Digital Transformation Award Markt&Technik kürt die besten Digitalisierungsprojekte

Markt&Technik und Computer Reseller News lobten in diesem Jahr erstmals den Digital Transformation Award aus. Gekürt wurden die Gewinner auf der Digital Transformation Award Night am ersten Kongresstag.

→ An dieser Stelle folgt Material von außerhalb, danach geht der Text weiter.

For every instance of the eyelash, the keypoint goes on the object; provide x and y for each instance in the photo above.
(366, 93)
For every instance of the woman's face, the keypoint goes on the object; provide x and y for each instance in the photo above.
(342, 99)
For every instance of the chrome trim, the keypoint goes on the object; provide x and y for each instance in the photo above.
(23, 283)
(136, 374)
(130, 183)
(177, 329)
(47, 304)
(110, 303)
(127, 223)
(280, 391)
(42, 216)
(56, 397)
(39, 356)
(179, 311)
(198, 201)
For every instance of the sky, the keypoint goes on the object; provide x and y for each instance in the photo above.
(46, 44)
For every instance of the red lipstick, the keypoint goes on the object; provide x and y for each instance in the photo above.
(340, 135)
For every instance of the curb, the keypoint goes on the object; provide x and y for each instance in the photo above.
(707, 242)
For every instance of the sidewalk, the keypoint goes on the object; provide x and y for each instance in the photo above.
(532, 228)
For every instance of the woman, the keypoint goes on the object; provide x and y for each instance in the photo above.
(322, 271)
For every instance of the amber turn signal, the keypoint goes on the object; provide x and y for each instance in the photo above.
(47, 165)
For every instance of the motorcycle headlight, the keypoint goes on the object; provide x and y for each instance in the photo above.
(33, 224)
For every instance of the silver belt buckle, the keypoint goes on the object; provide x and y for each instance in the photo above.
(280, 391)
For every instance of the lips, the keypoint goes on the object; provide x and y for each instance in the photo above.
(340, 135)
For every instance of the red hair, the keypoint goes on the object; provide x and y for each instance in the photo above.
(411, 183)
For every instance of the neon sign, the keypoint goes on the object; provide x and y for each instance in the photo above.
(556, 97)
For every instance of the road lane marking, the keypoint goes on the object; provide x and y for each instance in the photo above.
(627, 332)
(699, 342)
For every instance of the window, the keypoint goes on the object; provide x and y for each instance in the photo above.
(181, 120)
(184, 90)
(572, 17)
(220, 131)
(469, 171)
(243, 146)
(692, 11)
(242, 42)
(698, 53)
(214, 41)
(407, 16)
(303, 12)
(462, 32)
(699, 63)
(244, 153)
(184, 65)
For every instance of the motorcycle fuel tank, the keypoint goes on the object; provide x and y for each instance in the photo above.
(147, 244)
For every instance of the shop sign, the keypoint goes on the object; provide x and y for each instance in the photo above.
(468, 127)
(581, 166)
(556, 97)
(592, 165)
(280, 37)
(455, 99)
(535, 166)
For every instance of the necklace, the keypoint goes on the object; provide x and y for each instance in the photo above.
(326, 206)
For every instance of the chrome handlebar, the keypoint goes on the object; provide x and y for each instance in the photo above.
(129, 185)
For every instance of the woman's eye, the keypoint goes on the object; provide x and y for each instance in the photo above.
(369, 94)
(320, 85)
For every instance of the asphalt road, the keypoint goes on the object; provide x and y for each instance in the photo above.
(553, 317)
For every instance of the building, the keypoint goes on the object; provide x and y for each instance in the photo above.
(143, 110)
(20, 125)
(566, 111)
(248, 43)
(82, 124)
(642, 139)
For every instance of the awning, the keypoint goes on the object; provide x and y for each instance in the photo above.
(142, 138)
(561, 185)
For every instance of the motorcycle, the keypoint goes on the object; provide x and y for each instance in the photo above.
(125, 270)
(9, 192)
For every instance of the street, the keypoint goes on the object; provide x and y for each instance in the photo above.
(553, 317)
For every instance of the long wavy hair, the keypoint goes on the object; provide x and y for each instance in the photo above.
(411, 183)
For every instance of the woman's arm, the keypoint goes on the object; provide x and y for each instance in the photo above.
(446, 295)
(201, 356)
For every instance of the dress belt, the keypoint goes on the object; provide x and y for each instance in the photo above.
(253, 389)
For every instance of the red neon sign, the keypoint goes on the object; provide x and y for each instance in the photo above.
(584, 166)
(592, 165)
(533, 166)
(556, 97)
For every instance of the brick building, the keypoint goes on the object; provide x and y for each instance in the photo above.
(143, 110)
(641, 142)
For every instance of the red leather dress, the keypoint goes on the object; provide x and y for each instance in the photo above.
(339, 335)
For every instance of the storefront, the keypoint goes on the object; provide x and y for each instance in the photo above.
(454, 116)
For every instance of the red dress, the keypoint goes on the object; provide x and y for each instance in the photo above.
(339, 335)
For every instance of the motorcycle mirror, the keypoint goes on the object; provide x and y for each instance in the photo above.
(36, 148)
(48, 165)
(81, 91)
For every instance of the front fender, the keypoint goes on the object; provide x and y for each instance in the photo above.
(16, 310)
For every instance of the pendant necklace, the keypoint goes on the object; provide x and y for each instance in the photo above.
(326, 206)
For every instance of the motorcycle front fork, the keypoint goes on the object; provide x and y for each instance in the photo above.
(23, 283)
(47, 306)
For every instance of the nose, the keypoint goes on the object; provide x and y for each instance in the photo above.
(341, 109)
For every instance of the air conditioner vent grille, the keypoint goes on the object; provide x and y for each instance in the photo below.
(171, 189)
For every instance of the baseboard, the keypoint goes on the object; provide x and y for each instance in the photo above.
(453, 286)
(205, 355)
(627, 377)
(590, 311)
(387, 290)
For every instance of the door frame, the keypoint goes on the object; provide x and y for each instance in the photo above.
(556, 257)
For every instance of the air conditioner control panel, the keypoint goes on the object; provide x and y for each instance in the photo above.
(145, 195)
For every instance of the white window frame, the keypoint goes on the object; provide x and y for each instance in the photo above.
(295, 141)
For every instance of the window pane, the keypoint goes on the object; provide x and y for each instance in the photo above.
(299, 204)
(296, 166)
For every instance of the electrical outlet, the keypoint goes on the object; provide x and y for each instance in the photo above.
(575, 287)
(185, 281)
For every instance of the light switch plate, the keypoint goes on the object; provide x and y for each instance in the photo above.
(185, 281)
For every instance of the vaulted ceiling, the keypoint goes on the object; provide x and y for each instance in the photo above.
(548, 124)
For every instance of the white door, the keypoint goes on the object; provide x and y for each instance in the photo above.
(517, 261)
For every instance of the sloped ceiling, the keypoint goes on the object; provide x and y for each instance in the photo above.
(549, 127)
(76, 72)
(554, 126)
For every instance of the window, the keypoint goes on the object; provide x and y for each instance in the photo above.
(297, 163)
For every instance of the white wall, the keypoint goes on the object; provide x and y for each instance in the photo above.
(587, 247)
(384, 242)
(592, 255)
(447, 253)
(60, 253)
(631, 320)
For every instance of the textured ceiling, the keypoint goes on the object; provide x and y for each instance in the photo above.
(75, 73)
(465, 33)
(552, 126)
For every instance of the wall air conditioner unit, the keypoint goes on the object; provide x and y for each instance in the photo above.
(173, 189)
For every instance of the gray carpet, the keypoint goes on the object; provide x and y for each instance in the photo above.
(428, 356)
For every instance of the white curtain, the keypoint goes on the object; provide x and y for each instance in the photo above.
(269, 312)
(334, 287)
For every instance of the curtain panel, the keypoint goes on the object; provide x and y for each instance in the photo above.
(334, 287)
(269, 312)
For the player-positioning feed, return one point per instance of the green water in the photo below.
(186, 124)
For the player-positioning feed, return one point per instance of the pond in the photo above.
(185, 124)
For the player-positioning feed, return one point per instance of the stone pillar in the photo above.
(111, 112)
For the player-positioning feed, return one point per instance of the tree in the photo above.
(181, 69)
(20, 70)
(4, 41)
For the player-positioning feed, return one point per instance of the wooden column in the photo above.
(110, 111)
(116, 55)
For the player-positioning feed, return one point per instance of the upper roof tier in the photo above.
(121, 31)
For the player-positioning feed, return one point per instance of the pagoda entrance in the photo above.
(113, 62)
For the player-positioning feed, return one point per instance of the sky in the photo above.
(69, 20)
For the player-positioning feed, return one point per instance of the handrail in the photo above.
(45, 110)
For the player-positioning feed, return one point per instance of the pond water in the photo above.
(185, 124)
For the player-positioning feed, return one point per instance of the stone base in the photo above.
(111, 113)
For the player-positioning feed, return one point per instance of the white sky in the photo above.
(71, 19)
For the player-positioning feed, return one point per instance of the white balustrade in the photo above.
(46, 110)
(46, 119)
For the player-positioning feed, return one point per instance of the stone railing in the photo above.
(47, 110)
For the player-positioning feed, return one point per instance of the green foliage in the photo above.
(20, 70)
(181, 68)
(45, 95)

Während Analysten und Meinungsforscher darüber diskutieren, ob deutsche Unternehmen ihren Weg in die Digitalisierung erfolgreich meistern, haben viele Firmen ihre Produkte und/oder Geschäftsmodelle bereits erfolgreich „digitalisiert“. Aus den zahlreichen Leuchtturmprojekten rund um Produkte und Geschäftsmodelle 4.0 hatte die Markt&Technik-Redaktion 13 Projekte für ihre Finalrunde nominiert.Die drei Gewinner der Markt&Technik wurden in einer Leserwahl auf markt-technik.de gewählt. Eine Rangfolge unter den Gewinnern gibt es nicht.

Und das sind die Preisträger der Markt&Technik:

Limtronik

Big Data und algorithmusgesteuerte Wartungsintervalle in der Elektronikfertigung – der EMS-Dienstleister Limtronik betreibt in seiner Elektronikfabrik die „Smart Electronic Factory“ (SEF) des gleichnamigen Vereins und stellt die Industrie-4.0-Forschungs- und -Entwicklungsumgebung für den SEF bereit. Die Besonderheit: Es handelt sich dabei nicht um eine Modellfabrik, sondern die SEF ist integraler Bestandteil des Produktionsalltags.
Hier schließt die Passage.